He was looking for bargains in another department. Before she left, Hazel said she reckoned he was just pretending to be a person of challenged stability, to escape punishment, but my bones tell me he’s a true convert. What’s this if it isn’t punishment?

     ‘Have you signed in as a visitor?’ Dr Appleby was asking Gregory snakily.

     The smile had returned, but it wasn’t the full works.

     ‘I’m terribly sorry, Doctor,’ Greg was saying. ‘Please forgive me. As you’ve no doubt diagnosed, I’m in a bit of a distraught state.’ He tried to force a chuckle, but he wasn’t fooling anyone. ‘My wife Hazel – I thought she might be here. She was a patient  – ’

     ‘Hazel Stevenson? I’ve discharged her,’ smiled Apple Tree. ‘There’s nothing wrong with her. She was mis-diagnosed and then inappropriately medicated. And then suffering withdrawal. An appalling mistake, due to an administrative error on the part of Dr Stern here, who as you see is experiencing deep regret. There’s been a full inquiry. We’re currently making sweeping changes. In the meantime we do apologise to you, Mr Stevenson. Your wife says she won’t be pressing charges against the hospital. We’ve allowed her to take her file with her, which is standard policy in such cases.’

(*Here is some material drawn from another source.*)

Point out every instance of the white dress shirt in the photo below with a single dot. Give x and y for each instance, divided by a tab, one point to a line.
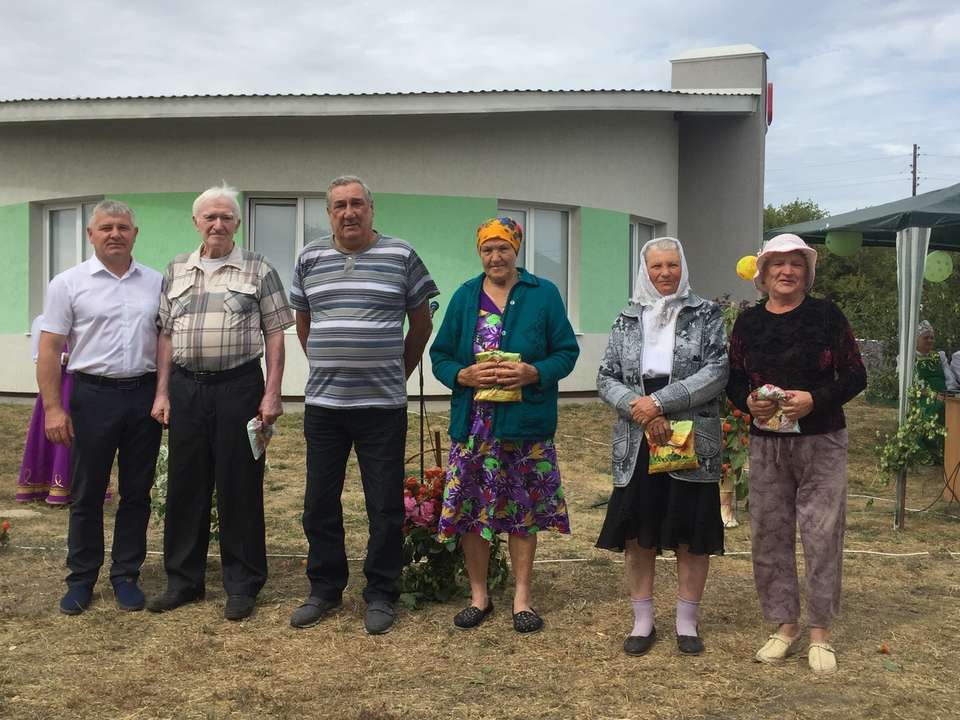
657	345
110	322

     Which was all he wanted to know, of course. He was out before you could say hidden agenda, with a wobbly look about the jaw that spelt big trouble. Ishmael and I settled down in front of the television. It was either that or scream some more over Isabella. I’ve screamed myself hoarse lately; I deserve a break. Monica joined us.
Holy Hour
is about the only thing she can watch without getting hysterical. (Her Ken Russell days are over.) Actually she doesn’t so much watch, as stand in front of the television with her eyes closed and her arm in the air, pushing upwards, palm out, in time with the music, like there’s an invisible tent above her head. Sometimes she tries out her tongues, or goes into a caterwauling routine that she calls ‘harmonics’. It’s all quite experimental. What do you think of the Reverend Carmichael’s House of God, then? Is it as good as the real thing, or wouldn’t you know? Monica sent off for one of those T-shirts with a huge mackerel on.

     Yours sincerely,

   
Moira Sugden

   

PS: Vegetarian lasagne and fruit cup with live yoghurt again tonight!

SIXTEEN

Billy and I were playing hunt-the-miniature-soap when the phone rang, and I had to crawl out from under the bed to get it. It was Linda calling from a phone box in the House of God’s Terrestrial Communications Centre.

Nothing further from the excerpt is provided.